Arguments in another case involving a Section 5 challenge, Shelby County, Alabama v. Holder, are scheduled to be heard by the U.S. Court of Appeals for the District of Columbia on January 19. [16] In September of 2011, at the district level, Judge John D. Bates, unquestioningly upheld the validity of Section 5. Judge Bates found the state sovereignty concern invalid, stating, “Congress acts at the pinnacle of its enforcement authority when it legislates to protect a fundamental right, or when it legislates to prohibit discrimination against a suspect class.” [17] It was the first ruling concerning Section 5 since the Supreme Court’s decision in Northwest Austin.

Given the uptick in recent Section 5 litigation, it is possible the Court is using Texas’ problem to set itself up for a future ruling on the law’s constitutionality. A decision modifying or declaring Section 5 invalid would have effects beyond future voting districts. Currently covered changes also include voter eligibility requirements, like voter identification laws, modifications to polling locations, candidate eligibility requirements and a host of other practices with potential discriminatory effect.

During arguments, conservative-leaning justices indicated a preference for implementing new voting districts based largely on the designs of Texas’ Republican controlled state Legislature, but still grappled with questions over how to do so. Justices Antonin Scalia and Samuel Alito, Jr. both suggested the three judge panel should have given more weight to the work of the Texas Legislature. Justice Scalia left little question to his preference, saying, “I suggest in that situation there is nothing to do but use the Texas plan.” [18] Scalia also took a swipe at Section 5, saying it was not an absolute rule forbidding Texas from using their own maps as an interim solution.

But Justice Alito was less clear, suggesting that Texas might need to further delay its primary election in order to get the redistricting dispute resolved. Alito asked, “Well, if we have a binary choice, if it’s either the plan enacted by the Texas Legislature or the plan that’s already been drawn up by the court, yes, that could be presumably resolved rather quickly. But what if neither of those is fully acceptable? Then is it — is it practicable to have the primary on the date that’s been agreed on?” [19]

Chief Justice John Roberts also indicated there was no clear choice to be made, saying, “…you have two wrong choices. How do we end up?” [20]

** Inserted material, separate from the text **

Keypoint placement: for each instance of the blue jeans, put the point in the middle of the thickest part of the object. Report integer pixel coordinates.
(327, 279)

Only Justice Scalia’s claims that Section 5 is not an absolute rule went so far as to openly suggest changes should be made to the current legal understanding of the law. However, Justice Kennedy, the perennial swing vote, did offer a critique. Kennedy said, “Isn’t it odd that this is a Section 2 suit but Section 5 seems to be driving it? Texas is at a tremendous disadvantage here!” [21]

A decision must be reached by February 1 in order for Texas primaries to be held on April 3 as scheduled, and all of the Justices seemed troubled by the tight schedule. Barring any other changes to Texas’ election schedule, the indecision of the justices on the primary question before them may prevent the Court from issuing a ruling that addresses Section 5 at all.

The case is a consolidation of three suits, Perry v. Perez, Perry v. Davis and Perry v. Perez, docket No. 11-713, 11-714, and 11-715.













[13] Brief for Rick Perry et al., online at






[19] Id.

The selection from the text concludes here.